I dislike Nicolas Cage.  I like Werner Herzog.  And I loved Abel Ferrara’s Bad Lieutenant.   So I figured, why not watch Herzog’s Bad Lieutenant: Port of Call, New Orleans?  Neither a remake nor a sequel, this film is about a different bad lieutenant and gives Cage plenty of space to chew the scenery.  He takes drugs (lots of them), gambles, associates with drug dealers and murderers, he basically does whatever he wants.  I honestly didn’t see the point of all this.  There are some good comic moments and a few times when the movie goes as far over the top as I hoped it would, but it doesn’t do that enough.  I know this scored highly with critics but I was hoping it would be a better bad movie than it turned out to be.

Following that, a total waste of time called Ninja Assassin.  Why did I watch it?  Because I foolishly thought that with Joel Silver as exec producer and the Wachowski (Brothers? Sisters?) siblings as producers, they were setting out to make the ultimate ninja action film.  Sorry, no, they didn’t.  Starring Korean pop star Rain and legendary action star Sho Kosugi (who sounds like Darth Vader here), the film commits the First Sin of Action Films – the action is badly shot and poorly edited.  You can’t see much of what’s going on and you’ve got little idea of who is doing what to whom, but by the final third of the film you no longer care.  And why was this set in Berlin?  I guess they filmed there for a tax break – you certainly don’t get to see much of the city.  An Ultimate Ninja film would possess some degree of gravitas but this one has none – there is no great tragedy or redemption here, just a silly script and too many digital effects.  In the final 15 minutes, if you’re like me you’ll find yourself reciting every line of the predictable dialog a split second before a character on screen does.  Worse, the last shot would seem to be setting this up as a franchise.  I hope that doesn’t happen.

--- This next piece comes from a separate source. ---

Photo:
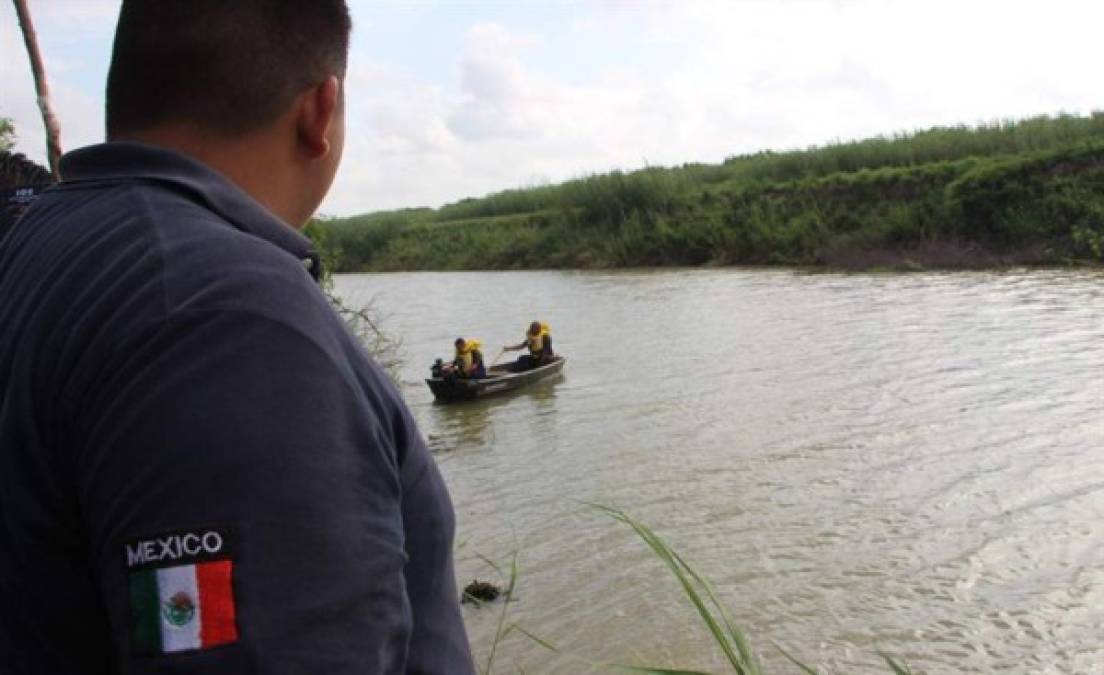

Last week we caught up with Shutter Island.  Now I’m a huge Martin Scorsese fan.  His work has been hugely influential in terms of how I see and experience films.  And yet, I haven’t really liked much of what he’s done in the past 15 years.  So I approached this film with caution.  The trailer made me think it was going to be a simple genre film, perhaps elevated to artistic levels and as the film moved forward, I started to believe that could indeed be the case.  There’s this sense of control and technical mastery evident in every shot.  ”Oh, my, Scorsese has made his Shining!” I said to myself.  There are enough clues sprinkled throughout the film so that you should be able to guess what happens in the final third and yet it’s fun getting there.  And there’s enough ambiguity at the end to make you wonder about what you saw and what is liable to happen next.  If it’s not a great film, and it definitely isn’t, it’s not an embarrassment to anyone involved and if I’m in the mood for some Scorsese and not reaching for Mean Streets, Taxi Driver, Raging Bull or Goodfellas, well at least I’d pick this before Gangs of New York or Departed.